February 22, 2018
The wheel, the printing press, the cotton gin, and the lightbulb: all inventions that changed the course of human existence and shaped the reality that we live in today. But despite these comforts that have served as a foundation of progress, there still seemed to be a void. An opportunity lost, an idea damned to be an apparition leaving the masses unfulfilled. That is, until 2006, when the Yeti was born.
I am a simple man. I like my cold drinks cold and my hot drinks HOT. I’m easy. But no cup ever seemed to understand my needs. When I pour an aggressively hot pot of coffee into my cup at the beginning of the day, I expect consistency. I want that coffee painfully hot and difficult to sip THE ENTIRE DAY. I want to mourn my taste buds. And that is where the Yeti cup comes in. Thanks to Yeti’s patented technology, every morning allows me to go through what feels like a medieval torture session as I continuously burn the living shit out of my mouth. Sure, I can no longer taste, but is that not a worthy sacrifice to have a drink remain at a constant temperature? Because if we can agree on anything, it’s that coffee is super hard to come by, and it’s even harder to just get up and go get a refill.
Furthermore, a word could be said about the Yeti’s durability. No longer must the people choose between going bungee jumping and staying home to babysit their cooler. You can now bring that puppy along for the ride! Feel the thrills and CHILLS of that Yeti cooler. You can take in both the cool taste of sheer adrenaline and that ice-cold Arnold Palmer that you packed for the trip. You’ve earned it, you god amongst men. For the same price that it would cost to sublease my apartment, you can get a cooler that Indiana Jones could use to escape a nuclear blast. Talk about quality!

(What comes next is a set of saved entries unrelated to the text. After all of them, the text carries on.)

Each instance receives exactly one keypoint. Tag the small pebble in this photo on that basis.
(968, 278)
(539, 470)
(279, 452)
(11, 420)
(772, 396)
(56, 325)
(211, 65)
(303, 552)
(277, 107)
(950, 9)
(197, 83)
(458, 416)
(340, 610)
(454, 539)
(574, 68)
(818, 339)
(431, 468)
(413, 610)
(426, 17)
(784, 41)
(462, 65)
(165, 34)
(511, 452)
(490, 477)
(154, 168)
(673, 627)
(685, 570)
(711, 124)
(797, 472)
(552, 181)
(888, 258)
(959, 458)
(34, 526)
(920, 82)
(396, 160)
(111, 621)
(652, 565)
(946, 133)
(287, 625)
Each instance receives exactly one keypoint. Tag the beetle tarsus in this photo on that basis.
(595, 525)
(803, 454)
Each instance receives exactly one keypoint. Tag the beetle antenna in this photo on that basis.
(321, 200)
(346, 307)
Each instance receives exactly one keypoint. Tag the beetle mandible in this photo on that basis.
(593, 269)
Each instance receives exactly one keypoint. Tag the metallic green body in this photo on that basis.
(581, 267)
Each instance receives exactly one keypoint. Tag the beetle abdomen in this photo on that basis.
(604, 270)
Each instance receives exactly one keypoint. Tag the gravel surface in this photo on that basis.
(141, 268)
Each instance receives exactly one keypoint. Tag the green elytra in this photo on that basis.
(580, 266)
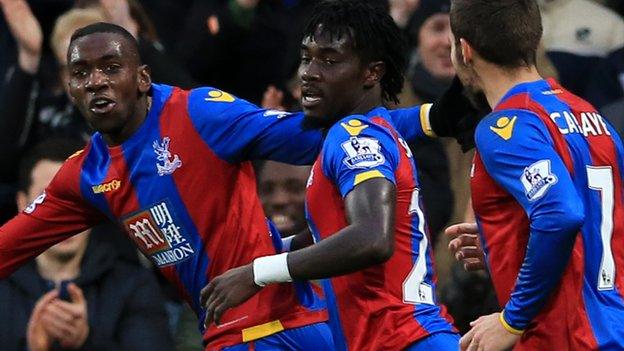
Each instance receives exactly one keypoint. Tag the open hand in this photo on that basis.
(465, 245)
(226, 291)
(37, 337)
(488, 334)
(67, 322)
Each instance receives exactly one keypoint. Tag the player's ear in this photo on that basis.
(144, 79)
(466, 50)
(21, 199)
(374, 73)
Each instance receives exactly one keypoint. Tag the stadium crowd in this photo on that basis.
(251, 49)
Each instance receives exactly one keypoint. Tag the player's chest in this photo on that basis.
(324, 205)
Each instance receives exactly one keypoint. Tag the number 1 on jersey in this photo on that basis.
(601, 179)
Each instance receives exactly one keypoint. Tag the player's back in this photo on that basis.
(193, 212)
(585, 310)
(392, 305)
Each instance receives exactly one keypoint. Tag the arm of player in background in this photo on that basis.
(238, 130)
(529, 168)
(52, 217)
(370, 198)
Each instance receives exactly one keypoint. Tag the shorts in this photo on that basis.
(313, 337)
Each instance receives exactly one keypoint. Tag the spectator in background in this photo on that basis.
(243, 46)
(429, 75)
(282, 192)
(430, 71)
(41, 311)
(614, 112)
(617, 5)
(577, 35)
(606, 82)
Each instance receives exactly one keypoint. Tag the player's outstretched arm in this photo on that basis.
(368, 240)
(452, 115)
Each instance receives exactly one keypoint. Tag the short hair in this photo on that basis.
(503, 32)
(374, 34)
(103, 27)
(53, 149)
(68, 22)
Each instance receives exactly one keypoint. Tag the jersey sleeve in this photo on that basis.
(238, 130)
(55, 215)
(412, 122)
(519, 155)
(355, 151)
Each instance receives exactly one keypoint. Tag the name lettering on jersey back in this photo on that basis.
(587, 123)
(107, 187)
(158, 235)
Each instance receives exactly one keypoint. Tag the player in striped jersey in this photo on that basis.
(363, 203)
(547, 192)
(173, 168)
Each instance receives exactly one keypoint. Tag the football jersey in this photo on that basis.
(183, 190)
(392, 305)
(548, 197)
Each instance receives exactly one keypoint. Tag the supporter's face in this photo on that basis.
(332, 78)
(282, 192)
(434, 46)
(468, 76)
(41, 175)
(106, 84)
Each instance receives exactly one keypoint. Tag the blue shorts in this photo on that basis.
(441, 341)
(313, 337)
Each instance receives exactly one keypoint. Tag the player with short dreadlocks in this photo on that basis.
(362, 200)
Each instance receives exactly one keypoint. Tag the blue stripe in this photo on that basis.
(340, 341)
(604, 308)
(94, 173)
(428, 316)
(152, 189)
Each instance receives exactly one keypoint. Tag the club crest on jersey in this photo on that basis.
(163, 154)
(537, 179)
(33, 205)
(158, 235)
(362, 153)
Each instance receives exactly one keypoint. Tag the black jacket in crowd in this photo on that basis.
(124, 304)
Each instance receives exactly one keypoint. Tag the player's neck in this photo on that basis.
(132, 126)
(368, 101)
(497, 82)
(57, 270)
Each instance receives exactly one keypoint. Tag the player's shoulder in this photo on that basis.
(358, 126)
(508, 126)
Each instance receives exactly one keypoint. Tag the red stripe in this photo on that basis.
(603, 152)
(222, 201)
(125, 201)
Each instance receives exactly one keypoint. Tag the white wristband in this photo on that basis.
(286, 243)
(271, 269)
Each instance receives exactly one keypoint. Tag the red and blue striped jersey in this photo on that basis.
(183, 189)
(547, 190)
(392, 305)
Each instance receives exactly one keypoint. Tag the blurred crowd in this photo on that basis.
(249, 48)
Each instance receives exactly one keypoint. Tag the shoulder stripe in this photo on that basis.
(424, 120)
(366, 176)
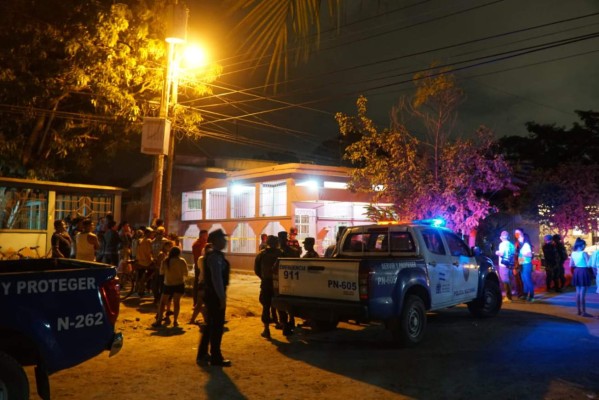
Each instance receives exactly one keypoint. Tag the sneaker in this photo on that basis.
(157, 324)
(203, 359)
(220, 363)
(265, 334)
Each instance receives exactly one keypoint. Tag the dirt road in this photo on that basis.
(530, 351)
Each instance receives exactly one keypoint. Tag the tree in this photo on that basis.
(451, 182)
(274, 29)
(77, 78)
(561, 189)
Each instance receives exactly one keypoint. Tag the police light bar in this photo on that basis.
(387, 222)
(436, 222)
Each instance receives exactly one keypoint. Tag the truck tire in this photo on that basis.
(13, 380)
(325, 325)
(408, 329)
(489, 304)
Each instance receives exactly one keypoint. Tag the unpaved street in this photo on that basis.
(530, 351)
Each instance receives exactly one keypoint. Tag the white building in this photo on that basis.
(247, 203)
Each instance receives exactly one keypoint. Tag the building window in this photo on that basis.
(94, 207)
(273, 199)
(334, 185)
(191, 206)
(216, 203)
(305, 222)
(23, 208)
(243, 239)
(243, 201)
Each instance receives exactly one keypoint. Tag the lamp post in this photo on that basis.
(176, 33)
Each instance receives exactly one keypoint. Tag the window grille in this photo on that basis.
(243, 239)
(243, 202)
(216, 203)
(69, 206)
(191, 206)
(23, 208)
(273, 199)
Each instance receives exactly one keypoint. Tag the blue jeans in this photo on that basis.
(529, 287)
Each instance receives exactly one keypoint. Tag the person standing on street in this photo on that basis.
(216, 277)
(197, 249)
(61, 241)
(506, 254)
(562, 256)
(551, 259)
(309, 243)
(517, 270)
(525, 261)
(581, 275)
(263, 268)
(86, 242)
(286, 319)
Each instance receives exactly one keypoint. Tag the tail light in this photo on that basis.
(363, 281)
(275, 277)
(111, 298)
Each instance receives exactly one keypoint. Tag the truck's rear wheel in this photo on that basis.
(325, 325)
(13, 380)
(408, 329)
(489, 304)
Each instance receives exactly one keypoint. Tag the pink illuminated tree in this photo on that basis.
(424, 178)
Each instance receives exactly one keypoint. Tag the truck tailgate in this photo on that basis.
(319, 278)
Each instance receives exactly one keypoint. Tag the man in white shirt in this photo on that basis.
(506, 254)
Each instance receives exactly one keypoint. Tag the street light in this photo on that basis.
(156, 133)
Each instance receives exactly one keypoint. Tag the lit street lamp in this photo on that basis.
(156, 138)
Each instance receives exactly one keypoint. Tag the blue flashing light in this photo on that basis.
(436, 222)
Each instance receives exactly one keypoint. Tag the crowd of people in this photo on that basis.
(516, 268)
(272, 248)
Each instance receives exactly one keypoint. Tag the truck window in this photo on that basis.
(402, 242)
(457, 247)
(432, 241)
(356, 242)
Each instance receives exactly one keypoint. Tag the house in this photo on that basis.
(28, 209)
(268, 199)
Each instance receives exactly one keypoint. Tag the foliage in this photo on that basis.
(565, 198)
(275, 29)
(561, 173)
(398, 168)
(77, 78)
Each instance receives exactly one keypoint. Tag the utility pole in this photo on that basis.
(176, 33)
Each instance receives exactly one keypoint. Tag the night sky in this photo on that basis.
(495, 45)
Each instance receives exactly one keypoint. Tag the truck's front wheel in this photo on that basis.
(13, 380)
(489, 304)
(408, 329)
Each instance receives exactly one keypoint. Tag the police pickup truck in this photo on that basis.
(55, 313)
(392, 273)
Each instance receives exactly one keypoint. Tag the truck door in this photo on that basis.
(438, 263)
(465, 269)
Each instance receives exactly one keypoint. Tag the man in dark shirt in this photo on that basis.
(551, 261)
(263, 268)
(61, 241)
(216, 277)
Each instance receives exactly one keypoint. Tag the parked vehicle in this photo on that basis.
(390, 273)
(56, 313)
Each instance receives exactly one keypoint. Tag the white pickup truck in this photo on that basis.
(392, 273)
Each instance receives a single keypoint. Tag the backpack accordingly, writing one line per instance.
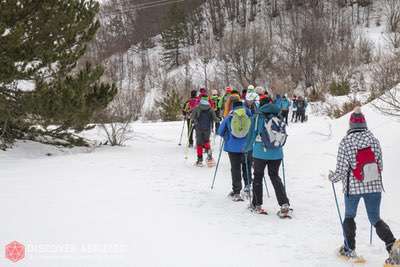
(367, 168)
(300, 104)
(204, 120)
(240, 123)
(273, 134)
(193, 103)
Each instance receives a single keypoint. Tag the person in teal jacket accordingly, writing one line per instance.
(263, 157)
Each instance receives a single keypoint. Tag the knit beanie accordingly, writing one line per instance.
(357, 119)
(204, 100)
(228, 90)
(237, 103)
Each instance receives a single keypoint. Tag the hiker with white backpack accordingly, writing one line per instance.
(359, 166)
(266, 139)
(235, 129)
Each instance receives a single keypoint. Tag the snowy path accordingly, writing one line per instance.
(150, 207)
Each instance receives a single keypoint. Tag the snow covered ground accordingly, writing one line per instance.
(144, 205)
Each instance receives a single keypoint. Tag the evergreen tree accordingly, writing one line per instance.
(173, 36)
(170, 106)
(41, 42)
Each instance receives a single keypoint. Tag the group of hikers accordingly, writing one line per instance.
(252, 125)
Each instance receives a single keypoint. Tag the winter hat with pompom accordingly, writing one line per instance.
(357, 119)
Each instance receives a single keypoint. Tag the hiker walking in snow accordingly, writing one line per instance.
(294, 109)
(224, 99)
(234, 129)
(301, 109)
(359, 167)
(285, 105)
(188, 108)
(216, 98)
(233, 97)
(203, 117)
(267, 152)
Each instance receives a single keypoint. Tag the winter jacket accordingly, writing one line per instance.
(278, 102)
(190, 105)
(231, 143)
(203, 117)
(254, 141)
(346, 162)
(228, 104)
(285, 104)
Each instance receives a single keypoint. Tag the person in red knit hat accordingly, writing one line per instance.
(359, 167)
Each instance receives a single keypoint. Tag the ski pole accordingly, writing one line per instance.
(340, 216)
(183, 128)
(248, 175)
(187, 144)
(370, 236)
(283, 173)
(216, 167)
(266, 187)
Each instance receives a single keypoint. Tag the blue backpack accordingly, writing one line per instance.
(273, 134)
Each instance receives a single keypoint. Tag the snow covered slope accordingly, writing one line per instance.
(144, 205)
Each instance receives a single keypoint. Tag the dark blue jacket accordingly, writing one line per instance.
(232, 144)
(254, 141)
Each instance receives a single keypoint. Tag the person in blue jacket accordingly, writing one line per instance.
(285, 105)
(263, 157)
(278, 101)
(238, 159)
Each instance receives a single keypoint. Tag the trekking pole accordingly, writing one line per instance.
(283, 173)
(187, 144)
(216, 167)
(340, 216)
(183, 128)
(370, 236)
(247, 173)
(266, 187)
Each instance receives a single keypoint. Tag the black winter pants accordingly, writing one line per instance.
(190, 131)
(382, 230)
(273, 173)
(237, 161)
(285, 115)
(246, 168)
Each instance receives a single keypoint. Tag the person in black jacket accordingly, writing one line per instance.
(203, 117)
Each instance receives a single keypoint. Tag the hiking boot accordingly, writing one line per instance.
(199, 162)
(258, 209)
(237, 198)
(348, 253)
(394, 256)
(285, 208)
(247, 189)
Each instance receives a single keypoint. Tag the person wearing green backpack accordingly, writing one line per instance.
(234, 129)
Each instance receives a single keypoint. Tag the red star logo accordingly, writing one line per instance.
(15, 251)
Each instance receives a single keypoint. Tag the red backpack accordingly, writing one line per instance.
(367, 168)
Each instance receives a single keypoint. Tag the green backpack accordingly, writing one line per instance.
(240, 123)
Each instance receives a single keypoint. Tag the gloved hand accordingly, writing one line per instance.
(330, 175)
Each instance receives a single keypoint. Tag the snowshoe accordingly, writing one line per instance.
(285, 212)
(235, 197)
(247, 192)
(210, 163)
(199, 162)
(257, 210)
(394, 257)
(350, 255)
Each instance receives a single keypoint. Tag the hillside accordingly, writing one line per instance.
(144, 205)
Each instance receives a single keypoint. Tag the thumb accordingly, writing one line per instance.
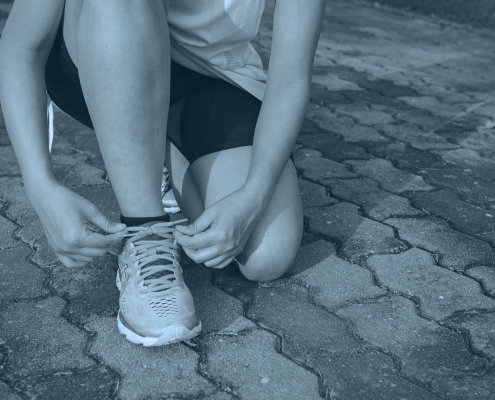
(97, 218)
(200, 225)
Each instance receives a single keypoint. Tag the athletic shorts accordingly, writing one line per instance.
(215, 115)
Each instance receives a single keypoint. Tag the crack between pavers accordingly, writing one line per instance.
(417, 303)
(468, 338)
(201, 370)
(279, 337)
(460, 115)
(484, 291)
(89, 335)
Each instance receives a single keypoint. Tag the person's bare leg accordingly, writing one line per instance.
(273, 244)
(123, 57)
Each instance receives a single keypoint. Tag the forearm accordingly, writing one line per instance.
(23, 101)
(282, 114)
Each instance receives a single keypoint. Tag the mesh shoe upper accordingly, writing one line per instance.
(153, 293)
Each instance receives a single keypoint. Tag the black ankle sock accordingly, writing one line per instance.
(136, 221)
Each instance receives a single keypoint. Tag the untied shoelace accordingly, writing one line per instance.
(151, 253)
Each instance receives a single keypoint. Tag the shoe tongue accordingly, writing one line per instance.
(157, 262)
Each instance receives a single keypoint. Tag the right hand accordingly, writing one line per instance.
(69, 221)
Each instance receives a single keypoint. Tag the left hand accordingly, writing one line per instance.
(221, 232)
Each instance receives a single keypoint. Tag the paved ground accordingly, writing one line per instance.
(392, 295)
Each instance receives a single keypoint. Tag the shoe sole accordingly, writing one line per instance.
(172, 334)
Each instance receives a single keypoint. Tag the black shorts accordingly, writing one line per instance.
(215, 115)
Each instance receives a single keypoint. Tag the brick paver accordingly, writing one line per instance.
(392, 294)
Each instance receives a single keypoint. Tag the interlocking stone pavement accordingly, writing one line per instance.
(392, 294)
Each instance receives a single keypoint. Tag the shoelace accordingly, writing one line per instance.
(155, 276)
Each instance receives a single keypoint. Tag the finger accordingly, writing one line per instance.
(100, 220)
(200, 225)
(69, 262)
(219, 262)
(198, 241)
(99, 241)
(203, 255)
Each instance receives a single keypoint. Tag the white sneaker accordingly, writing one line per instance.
(156, 307)
(168, 199)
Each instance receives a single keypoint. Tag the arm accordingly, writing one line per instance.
(296, 29)
(23, 55)
(221, 232)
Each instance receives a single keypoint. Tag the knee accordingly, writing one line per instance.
(266, 266)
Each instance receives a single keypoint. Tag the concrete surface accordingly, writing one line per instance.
(392, 295)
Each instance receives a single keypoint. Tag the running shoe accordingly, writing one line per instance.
(156, 307)
(168, 199)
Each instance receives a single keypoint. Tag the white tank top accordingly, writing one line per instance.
(213, 37)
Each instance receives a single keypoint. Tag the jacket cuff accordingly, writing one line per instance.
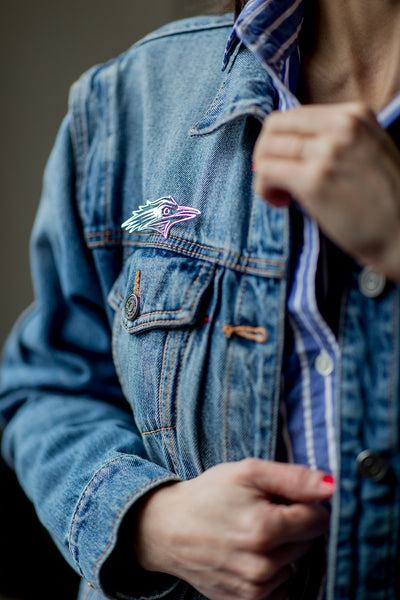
(101, 510)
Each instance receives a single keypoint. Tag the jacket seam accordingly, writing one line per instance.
(121, 510)
(126, 242)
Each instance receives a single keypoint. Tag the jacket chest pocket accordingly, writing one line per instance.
(160, 299)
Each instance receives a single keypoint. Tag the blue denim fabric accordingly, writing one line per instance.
(100, 408)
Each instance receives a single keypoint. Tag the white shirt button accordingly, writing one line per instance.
(324, 364)
(371, 284)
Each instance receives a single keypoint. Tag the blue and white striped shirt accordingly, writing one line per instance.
(270, 29)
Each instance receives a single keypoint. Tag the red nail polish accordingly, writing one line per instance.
(329, 480)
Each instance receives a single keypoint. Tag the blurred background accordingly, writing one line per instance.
(45, 46)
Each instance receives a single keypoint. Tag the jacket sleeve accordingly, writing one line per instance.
(68, 431)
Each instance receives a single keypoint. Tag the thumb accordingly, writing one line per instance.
(294, 483)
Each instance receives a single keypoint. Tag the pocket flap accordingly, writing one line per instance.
(159, 289)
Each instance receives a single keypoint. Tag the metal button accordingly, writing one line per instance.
(131, 307)
(372, 466)
(371, 284)
(324, 364)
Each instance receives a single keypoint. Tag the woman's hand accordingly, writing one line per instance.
(344, 170)
(225, 533)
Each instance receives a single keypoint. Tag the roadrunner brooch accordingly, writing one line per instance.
(159, 215)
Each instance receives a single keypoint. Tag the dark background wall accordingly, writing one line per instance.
(44, 47)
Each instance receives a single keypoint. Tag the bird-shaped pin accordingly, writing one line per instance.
(159, 215)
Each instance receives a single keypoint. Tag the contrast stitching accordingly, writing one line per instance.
(161, 388)
(143, 487)
(178, 310)
(254, 334)
(137, 284)
(130, 242)
(158, 430)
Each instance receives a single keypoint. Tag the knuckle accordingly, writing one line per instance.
(320, 173)
(248, 468)
(255, 568)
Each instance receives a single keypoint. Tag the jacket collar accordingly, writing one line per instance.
(246, 90)
(260, 63)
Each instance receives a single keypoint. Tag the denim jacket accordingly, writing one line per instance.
(132, 368)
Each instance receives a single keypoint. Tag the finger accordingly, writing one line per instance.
(282, 145)
(298, 523)
(291, 482)
(262, 566)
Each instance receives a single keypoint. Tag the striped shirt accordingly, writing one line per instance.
(270, 29)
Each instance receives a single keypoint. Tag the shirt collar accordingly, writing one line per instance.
(268, 28)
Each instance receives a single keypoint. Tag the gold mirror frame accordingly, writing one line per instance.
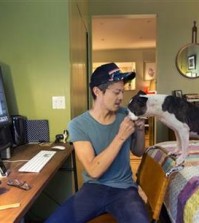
(187, 60)
(188, 56)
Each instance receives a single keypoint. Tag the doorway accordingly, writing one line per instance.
(128, 39)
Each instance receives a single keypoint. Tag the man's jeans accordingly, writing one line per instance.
(92, 200)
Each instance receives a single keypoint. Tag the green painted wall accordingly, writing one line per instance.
(34, 54)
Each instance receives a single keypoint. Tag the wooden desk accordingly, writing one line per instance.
(38, 181)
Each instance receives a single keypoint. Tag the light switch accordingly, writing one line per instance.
(58, 102)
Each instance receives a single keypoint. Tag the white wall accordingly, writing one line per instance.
(174, 25)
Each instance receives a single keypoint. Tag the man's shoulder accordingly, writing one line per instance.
(122, 110)
(80, 118)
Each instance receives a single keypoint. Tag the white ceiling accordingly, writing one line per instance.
(123, 32)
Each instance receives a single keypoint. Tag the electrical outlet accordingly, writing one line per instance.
(58, 102)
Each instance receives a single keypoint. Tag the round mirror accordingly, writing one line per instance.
(187, 60)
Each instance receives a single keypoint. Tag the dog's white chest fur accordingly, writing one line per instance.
(161, 106)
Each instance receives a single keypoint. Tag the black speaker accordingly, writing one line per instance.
(18, 130)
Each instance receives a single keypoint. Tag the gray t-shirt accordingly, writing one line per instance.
(86, 128)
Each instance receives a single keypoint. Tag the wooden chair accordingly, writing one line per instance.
(154, 180)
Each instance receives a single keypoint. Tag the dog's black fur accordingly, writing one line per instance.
(177, 113)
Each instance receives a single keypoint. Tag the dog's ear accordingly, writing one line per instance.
(140, 92)
(142, 100)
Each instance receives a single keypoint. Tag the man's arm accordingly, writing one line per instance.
(138, 141)
(97, 165)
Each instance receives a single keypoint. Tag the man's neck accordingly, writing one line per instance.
(102, 116)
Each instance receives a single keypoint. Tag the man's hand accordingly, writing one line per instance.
(139, 124)
(127, 127)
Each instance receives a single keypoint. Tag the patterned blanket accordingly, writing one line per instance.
(182, 197)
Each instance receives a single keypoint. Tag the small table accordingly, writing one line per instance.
(37, 181)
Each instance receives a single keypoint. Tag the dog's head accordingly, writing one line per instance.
(137, 105)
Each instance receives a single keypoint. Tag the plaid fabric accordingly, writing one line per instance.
(181, 200)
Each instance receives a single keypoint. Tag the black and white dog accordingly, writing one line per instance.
(176, 113)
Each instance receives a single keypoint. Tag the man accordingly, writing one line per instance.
(102, 138)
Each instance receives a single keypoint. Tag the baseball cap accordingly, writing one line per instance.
(107, 73)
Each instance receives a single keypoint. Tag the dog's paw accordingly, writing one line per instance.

Innovation like this only comes around a couple of times every century. From its uncanny ability to maintain temperature to its durability and limitless potential as a mobile home- the Yeti is not just a purchase. It is an expression of you. You’re a Yeti person now. Enjoy your magma of a caffeinated drink. Throw your ice chest off a bridge. Become famous at Bonnaroo for sleeping in your cooler. This is your life now, and it’s gonna be a good time. No ifs, ands, or Yeti Butts about it.